South Carolina Department of Archives and History |
National Register Properties in South Carolina Crossways, Aiken County (450 E. Boundary St., Aiken) |
(Henry Place) Crossways, built before 1860, is an excellent example of the architectural evolution of a residence from its beginnings as the main house on an antebellum Barnwell District plantation to its use as a late nineteenth and early twentieth-century winter residence, part of the Aiken Winter Colony. Little is known about the property before the Civil War, but James L. Derby, a New York publisher and partner in the Aiken Land Improvement Company purchased Crossways in 1868. Mr. Derby is partially responsible for the creation of the Winter Colony in Aiken. The residence is a two-story plantation house which exhibits elements of the Greek Revival and Victorian styles. The trees and brick entrance pillars still stand and the drive, now a street named Crossways Place, has bungalows on both sides. The original house was two stories with three twenty feet by twenty feet rooms each. All six rooms also featured fireplaces and hardwood floors.
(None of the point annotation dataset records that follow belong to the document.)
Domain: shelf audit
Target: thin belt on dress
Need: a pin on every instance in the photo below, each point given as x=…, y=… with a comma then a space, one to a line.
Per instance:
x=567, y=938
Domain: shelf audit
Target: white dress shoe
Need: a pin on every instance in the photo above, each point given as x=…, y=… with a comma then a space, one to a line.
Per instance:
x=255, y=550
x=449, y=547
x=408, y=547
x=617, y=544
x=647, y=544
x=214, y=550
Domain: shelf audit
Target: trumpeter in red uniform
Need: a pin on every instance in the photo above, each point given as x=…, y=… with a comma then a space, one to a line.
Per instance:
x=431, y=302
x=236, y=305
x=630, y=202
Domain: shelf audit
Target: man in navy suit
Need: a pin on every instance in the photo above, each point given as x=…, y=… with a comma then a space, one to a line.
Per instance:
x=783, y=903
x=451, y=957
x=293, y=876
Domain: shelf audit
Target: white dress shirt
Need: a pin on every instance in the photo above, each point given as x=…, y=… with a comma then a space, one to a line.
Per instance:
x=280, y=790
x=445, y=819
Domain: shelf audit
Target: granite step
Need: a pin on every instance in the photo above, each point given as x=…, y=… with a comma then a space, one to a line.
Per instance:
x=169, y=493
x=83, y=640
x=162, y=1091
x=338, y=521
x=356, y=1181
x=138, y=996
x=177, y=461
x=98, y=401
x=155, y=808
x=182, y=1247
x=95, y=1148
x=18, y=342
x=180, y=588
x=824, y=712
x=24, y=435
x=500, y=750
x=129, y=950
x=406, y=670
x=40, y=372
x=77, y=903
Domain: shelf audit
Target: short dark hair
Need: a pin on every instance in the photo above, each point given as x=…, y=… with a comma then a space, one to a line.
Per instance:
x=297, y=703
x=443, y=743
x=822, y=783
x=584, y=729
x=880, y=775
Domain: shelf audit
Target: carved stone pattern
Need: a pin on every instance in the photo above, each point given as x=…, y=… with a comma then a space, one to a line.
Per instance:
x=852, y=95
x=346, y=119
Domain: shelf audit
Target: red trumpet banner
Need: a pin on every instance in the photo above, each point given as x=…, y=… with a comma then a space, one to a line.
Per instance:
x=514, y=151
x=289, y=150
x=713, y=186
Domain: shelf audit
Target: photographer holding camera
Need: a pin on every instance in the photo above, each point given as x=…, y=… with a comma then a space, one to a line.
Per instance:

A one story addition was added to the south or back side between ca. 1865 and ca. 1900; soon after the turn of the twentieth century the addition was expanded to two stories and included a thirty-three foot long dining room with fireplace, a kitchen and service facilities. The entire exterior is horizontal weatherboard, with brick pier foundations and a crimped metal cross-gabled roof. Listed in the National Register June 4, 1997.